Shared memory and __syncthreads

I’m getting some rather odd behaviour which feels like a bug, though may be a misunderstanding on my part.

I don’t understand why the following code could ever need syncing at the indicated points. The second argument to the device function is never written to in the device function, so the sync threads should be redundant, right?

(NB. this isn’t the actual code, so may have slight syntax errors)

__device__ void devFunc(double *a1, double *a2, int n) {

	// Write to a1 based on a2, but DO NOT ALTER a2.

}

__global__ void function(double *x, int *lengths, int n) {

	unsigned int index = threadIdx.x;

	int length = lengths[blockIdx.x]; // Guarenteed to be < index

	extern __shared__  double a[];

	double *b = &a[length * n];

	double *c = &b[length * n];

	double *d = &c[length * n];

	__syncthreads();

	devFunc(&x[index * n], &a[index * n], n);	

	// __syncthreads(); (This is needed for some reason)

	devFunc(&b[index * n], &a[index * n], n);

	// __syncthreads(); (This is needed for some reason)

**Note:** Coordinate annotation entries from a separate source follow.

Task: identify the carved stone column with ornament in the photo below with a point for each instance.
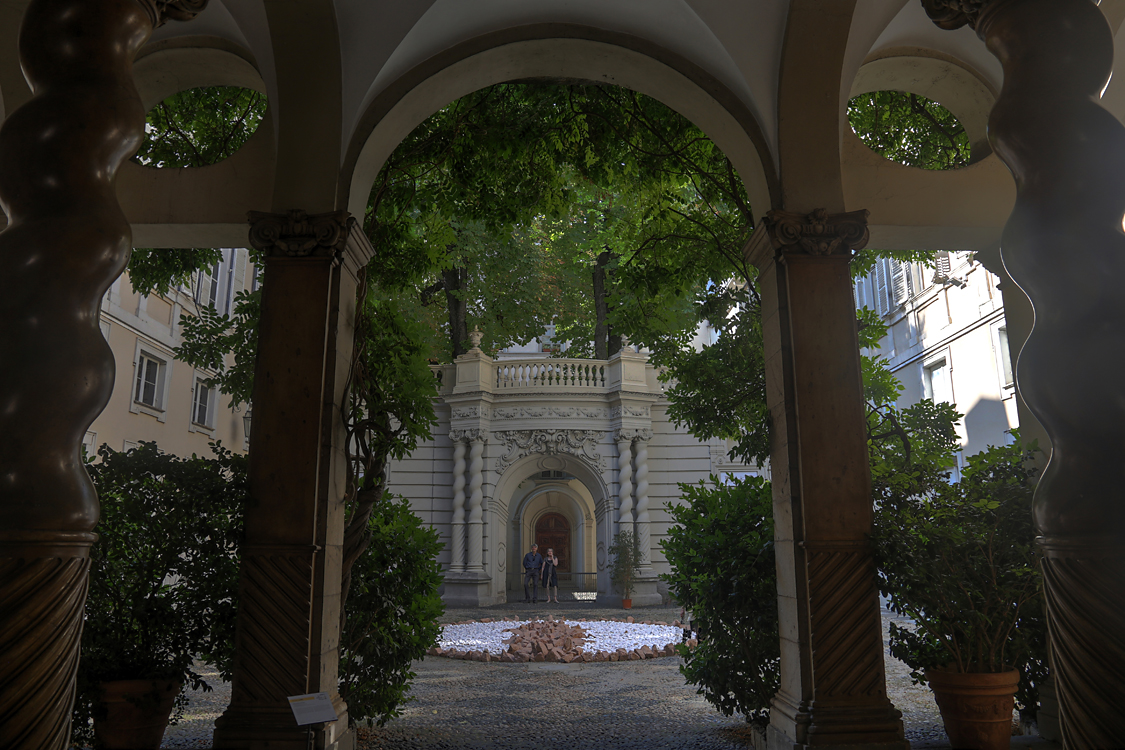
(65, 242)
(833, 692)
(1063, 245)
(288, 630)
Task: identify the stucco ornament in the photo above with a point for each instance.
(296, 234)
(579, 443)
(954, 14)
(818, 233)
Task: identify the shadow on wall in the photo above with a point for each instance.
(986, 424)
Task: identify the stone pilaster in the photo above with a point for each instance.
(288, 631)
(833, 692)
(64, 244)
(457, 526)
(475, 560)
(644, 531)
(624, 439)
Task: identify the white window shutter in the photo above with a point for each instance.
(881, 305)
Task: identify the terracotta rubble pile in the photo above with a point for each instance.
(554, 640)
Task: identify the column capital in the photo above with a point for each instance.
(296, 234)
(161, 11)
(630, 435)
(816, 234)
(954, 14)
(469, 435)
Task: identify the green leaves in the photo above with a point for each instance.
(909, 129)
(164, 570)
(957, 558)
(721, 552)
(199, 127)
(393, 611)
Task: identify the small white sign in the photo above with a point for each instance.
(312, 708)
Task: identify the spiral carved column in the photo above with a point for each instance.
(65, 242)
(475, 558)
(644, 532)
(457, 527)
(624, 480)
(1063, 245)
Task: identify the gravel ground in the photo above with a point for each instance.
(620, 705)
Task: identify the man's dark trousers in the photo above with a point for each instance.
(531, 576)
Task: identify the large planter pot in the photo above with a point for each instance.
(136, 713)
(975, 706)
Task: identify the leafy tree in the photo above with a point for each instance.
(721, 551)
(909, 129)
(199, 127)
(163, 572)
(393, 613)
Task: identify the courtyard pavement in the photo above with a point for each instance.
(554, 706)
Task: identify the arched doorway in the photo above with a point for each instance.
(552, 531)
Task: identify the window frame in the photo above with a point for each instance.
(145, 351)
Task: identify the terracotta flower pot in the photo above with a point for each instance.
(136, 713)
(975, 706)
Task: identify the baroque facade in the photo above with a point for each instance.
(564, 452)
(1033, 82)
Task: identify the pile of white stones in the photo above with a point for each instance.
(559, 640)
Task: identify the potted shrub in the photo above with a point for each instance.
(626, 566)
(162, 580)
(957, 559)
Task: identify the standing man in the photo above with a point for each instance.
(532, 566)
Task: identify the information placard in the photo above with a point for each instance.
(312, 708)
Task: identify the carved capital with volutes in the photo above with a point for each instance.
(161, 11)
(954, 14)
(818, 233)
(297, 234)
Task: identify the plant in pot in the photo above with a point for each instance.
(957, 559)
(163, 576)
(626, 566)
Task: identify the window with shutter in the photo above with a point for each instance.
(881, 299)
(899, 279)
(942, 261)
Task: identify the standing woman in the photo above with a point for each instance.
(550, 575)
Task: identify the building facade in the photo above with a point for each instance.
(947, 341)
(155, 397)
(560, 452)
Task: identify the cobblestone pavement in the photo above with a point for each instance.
(618, 705)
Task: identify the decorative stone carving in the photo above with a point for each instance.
(296, 234)
(630, 412)
(632, 434)
(161, 11)
(818, 233)
(468, 412)
(468, 434)
(579, 443)
(954, 14)
(540, 412)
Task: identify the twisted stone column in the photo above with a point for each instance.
(833, 686)
(624, 480)
(65, 242)
(1063, 245)
(457, 527)
(644, 533)
(475, 561)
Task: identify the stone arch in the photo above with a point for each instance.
(203, 206)
(938, 78)
(558, 51)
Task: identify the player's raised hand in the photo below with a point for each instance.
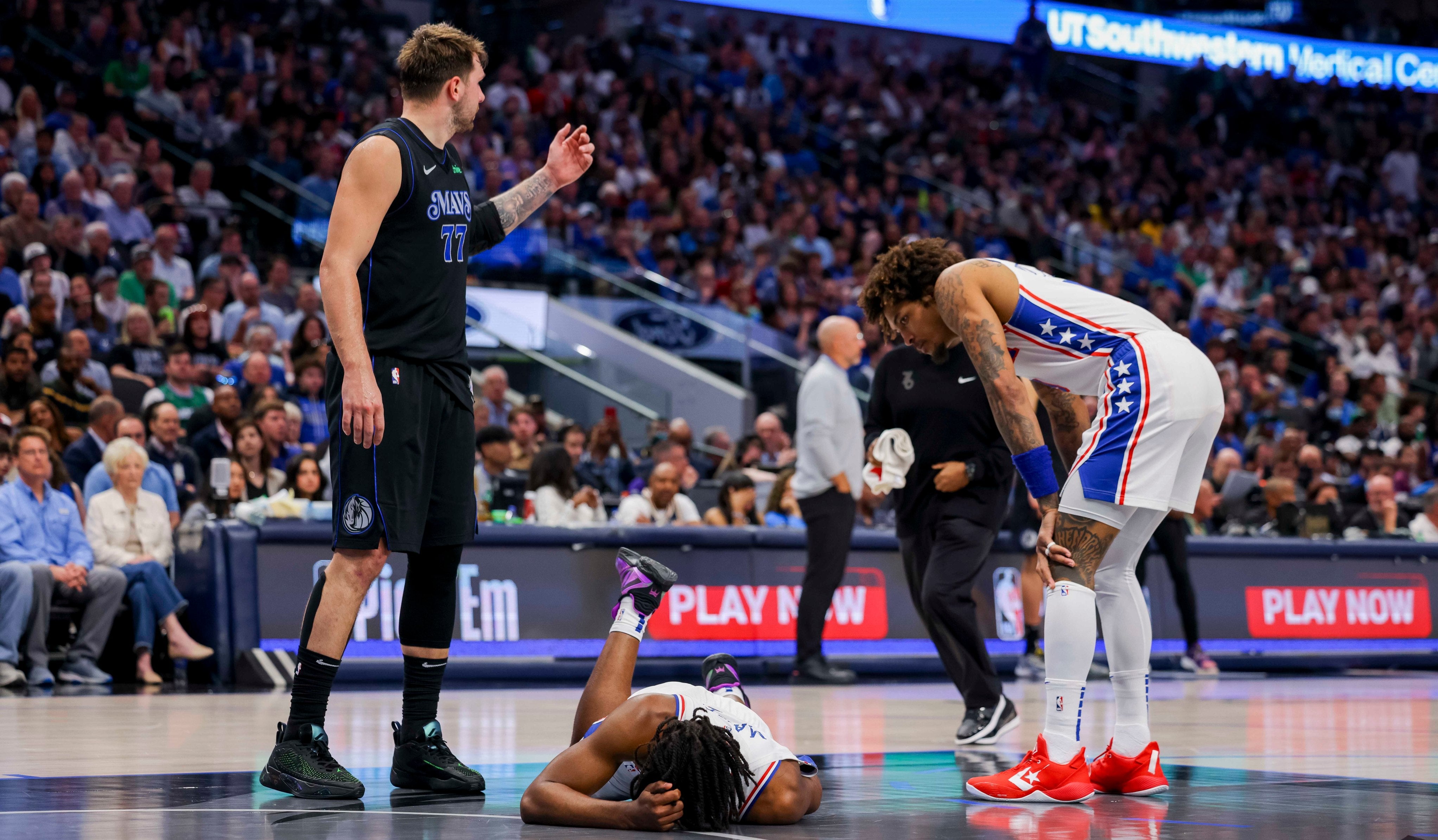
(658, 807)
(362, 412)
(570, 156)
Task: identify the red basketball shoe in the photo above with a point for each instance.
(1132, 777)
(1037, 780)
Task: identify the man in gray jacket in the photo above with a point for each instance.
(827, 481)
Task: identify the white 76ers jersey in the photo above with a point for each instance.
(1065, 334)
(750, 731)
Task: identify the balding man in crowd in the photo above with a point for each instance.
(661, 503)
(93, 380)
(777, 451)
(249, 310)
(492, 408)
(827, 482)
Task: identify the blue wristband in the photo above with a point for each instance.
(1037, 468)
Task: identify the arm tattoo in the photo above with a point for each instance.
(1069, 418)
(984, 340)
(517, 203)
(1088, 540)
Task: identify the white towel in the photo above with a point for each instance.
(895, 452)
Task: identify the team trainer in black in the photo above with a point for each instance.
(397, 395)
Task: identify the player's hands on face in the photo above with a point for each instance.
(658, 809)
(362, 408)
(954, 475)
(1050, 554)
(570, 156)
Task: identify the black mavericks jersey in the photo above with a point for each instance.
(412, 284)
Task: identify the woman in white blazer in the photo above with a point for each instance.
(128, 528)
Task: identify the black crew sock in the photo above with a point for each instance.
(422, 689)
(310, 697)
(1030, 639)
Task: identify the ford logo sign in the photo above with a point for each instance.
(663, 329)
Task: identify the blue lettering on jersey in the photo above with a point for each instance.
(449, 203)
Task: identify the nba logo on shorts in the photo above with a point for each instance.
(1008, 605)
(357, 514)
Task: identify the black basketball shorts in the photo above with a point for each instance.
(418, 487)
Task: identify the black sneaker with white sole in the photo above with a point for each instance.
(984, 725)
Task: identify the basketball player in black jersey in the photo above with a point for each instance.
(400, 405)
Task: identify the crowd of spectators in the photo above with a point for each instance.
(1290, 231)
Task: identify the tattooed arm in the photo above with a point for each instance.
(1069, 418)
(570, 156)
(967, 311)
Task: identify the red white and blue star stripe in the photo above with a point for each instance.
(1053, 338)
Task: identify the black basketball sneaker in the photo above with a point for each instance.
(723, 678)
(986, 724)
(422, 760)
(643, 579)
(301, 766)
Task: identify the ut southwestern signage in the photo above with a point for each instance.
(1125, 35)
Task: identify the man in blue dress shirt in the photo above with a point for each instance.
(42, 527)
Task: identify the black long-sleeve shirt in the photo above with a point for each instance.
(947, 415)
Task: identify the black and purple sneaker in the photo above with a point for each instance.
(643, 579)
(723, 678)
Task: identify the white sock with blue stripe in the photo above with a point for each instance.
(1070, 631)
(1131, 702)
(629, 621)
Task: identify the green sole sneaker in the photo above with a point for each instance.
(301, 766)
(423, 762)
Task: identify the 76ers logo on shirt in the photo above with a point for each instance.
(357, 514)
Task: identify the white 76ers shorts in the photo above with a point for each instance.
(1150, 442)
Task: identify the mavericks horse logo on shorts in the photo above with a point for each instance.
(357, 514)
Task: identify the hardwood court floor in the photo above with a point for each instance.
(1278, 757)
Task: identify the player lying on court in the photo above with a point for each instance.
(675, 756)
(1159, 408)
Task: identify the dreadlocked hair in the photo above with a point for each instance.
(905, 272)
(704, 763)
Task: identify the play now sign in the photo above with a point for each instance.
(1362, 612)
(765, 613)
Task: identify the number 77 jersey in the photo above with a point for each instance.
(412, 282)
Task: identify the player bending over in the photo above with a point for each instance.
(675, 756)
(1159, 408)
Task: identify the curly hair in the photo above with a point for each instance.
(704, 762)
(905, 272)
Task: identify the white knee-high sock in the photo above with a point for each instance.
(629, 621)
(1131, 701)
(1128, 634)
(1070, 631)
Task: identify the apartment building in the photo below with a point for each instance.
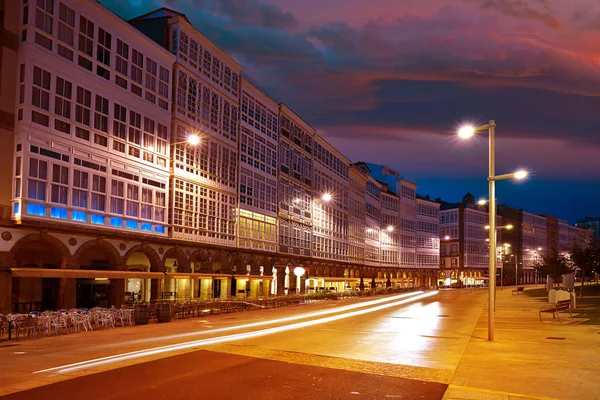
(464, 242)
(145, 166)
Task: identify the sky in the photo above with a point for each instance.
(390, 81)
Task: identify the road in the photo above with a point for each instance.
(380, 347)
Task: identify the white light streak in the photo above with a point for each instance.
(239, 336)
(277, 321)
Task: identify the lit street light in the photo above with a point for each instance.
(466, 132)
(192, 140)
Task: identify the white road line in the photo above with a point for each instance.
(239, 336)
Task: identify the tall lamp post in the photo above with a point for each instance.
(466, 132)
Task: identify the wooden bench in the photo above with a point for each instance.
(561, 305)
(519, 290)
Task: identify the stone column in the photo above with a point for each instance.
(67, 287)
(303, 284)
(293, 282)
(5, 292)
(116, 296)
(280, 281)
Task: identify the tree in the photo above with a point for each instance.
(554, 266)
(587, 260)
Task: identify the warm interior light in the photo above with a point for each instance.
(466, 131)
(521, 174)
(193, 140)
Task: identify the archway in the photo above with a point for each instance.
(28, 294)
(99, 255)
(137, 289)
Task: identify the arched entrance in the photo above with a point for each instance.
(137, 289)
(99, 255)
(28, 294)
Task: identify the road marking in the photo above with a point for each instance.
(223, 339)
(274, 321)
(545, 362)
(413, 372)
(473, 389)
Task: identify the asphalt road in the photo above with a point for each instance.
(398, 348)
(210, 375)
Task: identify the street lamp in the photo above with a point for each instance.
(192, 140)
(466, 132)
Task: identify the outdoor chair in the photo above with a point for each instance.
(60, 320)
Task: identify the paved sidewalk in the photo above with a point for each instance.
(528, 359)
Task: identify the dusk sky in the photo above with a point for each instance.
(389, 81)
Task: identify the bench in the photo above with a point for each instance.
(561, 305)
(519, 290)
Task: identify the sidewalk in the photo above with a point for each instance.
(528, 359)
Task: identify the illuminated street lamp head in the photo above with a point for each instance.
(521, 174)
(193, 140)
(466, 131)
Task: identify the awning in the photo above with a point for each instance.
(200, 275)
(333, 278)
(82, 273)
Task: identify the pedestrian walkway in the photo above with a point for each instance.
(555, 359)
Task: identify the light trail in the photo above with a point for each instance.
(239, 336)
(276, 321)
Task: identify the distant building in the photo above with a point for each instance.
(592, 223)
(464, 247)
(536, 236)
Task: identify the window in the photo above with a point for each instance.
(41, 88)
(101, 114)
(83, 106)
(80, 189)
(62, 104)
(60, 184)
(159, 210)
(103, 48)
(161, 139)
(135, 124)
(122, 63)
(147, 203)
(36, 185)
(98, 193)
(133, 197)
(137, 65)
(150, 75)
(44, 22)
(119, 122)
(117, 194)
(86, 42)
(66, 31)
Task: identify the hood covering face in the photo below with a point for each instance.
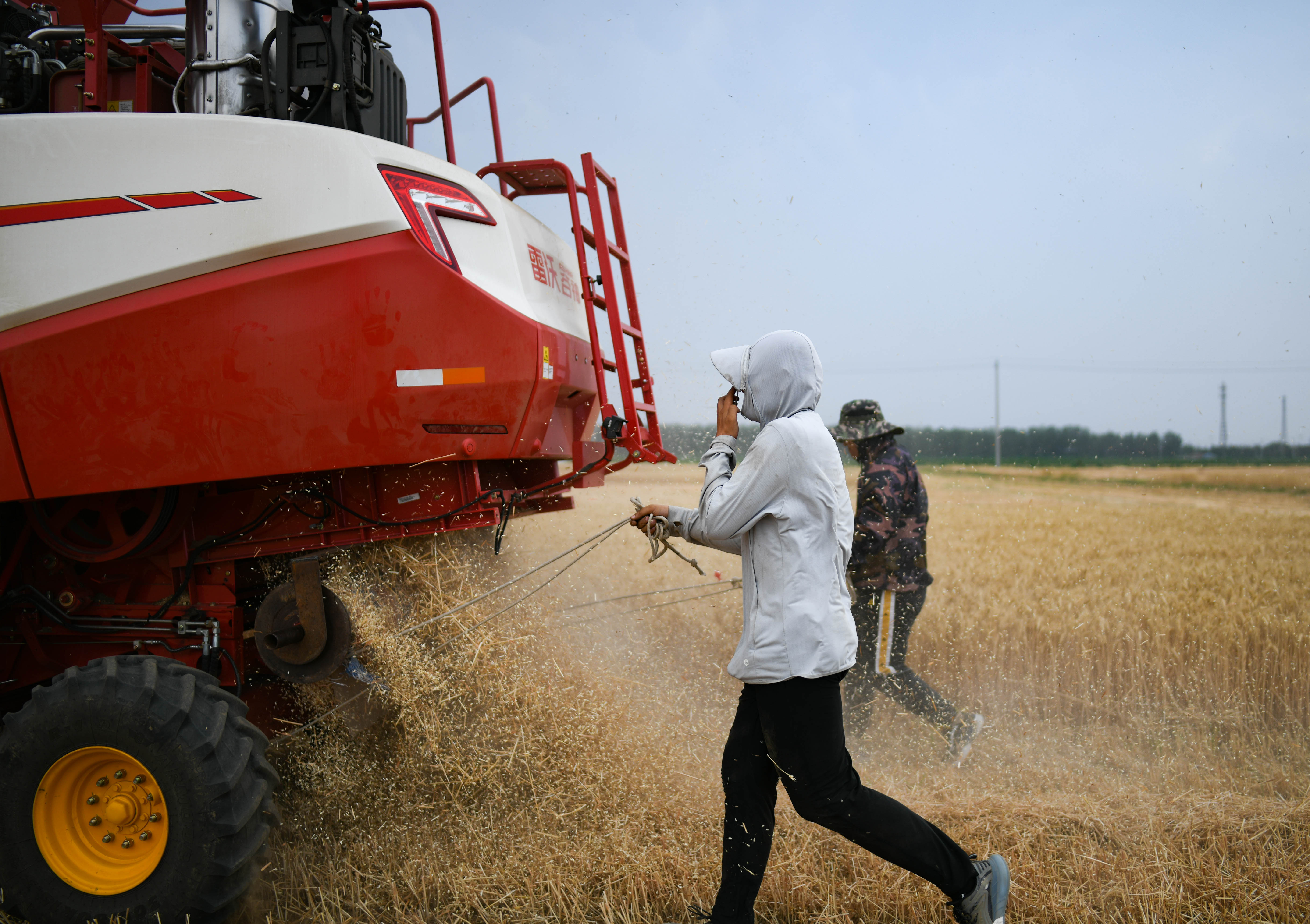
(779, 375)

	devFunc(&u[cndex * n], &a[index * n], n);

}

The actual code is a big longer than this example - if it is indeed a bug I’ll see if I can write a proper example to reproduce it. I’m slightly concerned it may be due to a compiler flag I had to set to get the compiler to work through the rather long set of device functions needed for my kernal (–opencc-options -OPT:Olimit=0).

Bug or misunderstanding?

(BTW - I can’t seem to get indentation working in the code blocks - is there a way?)

Hi,

I have had the same problem in the same case, it is obviously because you use a variable in shared memory index and in my case, the compiler needed too much registers to be executed . The command syncthreads() solved it too. The fact of adding syncthreads() decreased the amount of registers.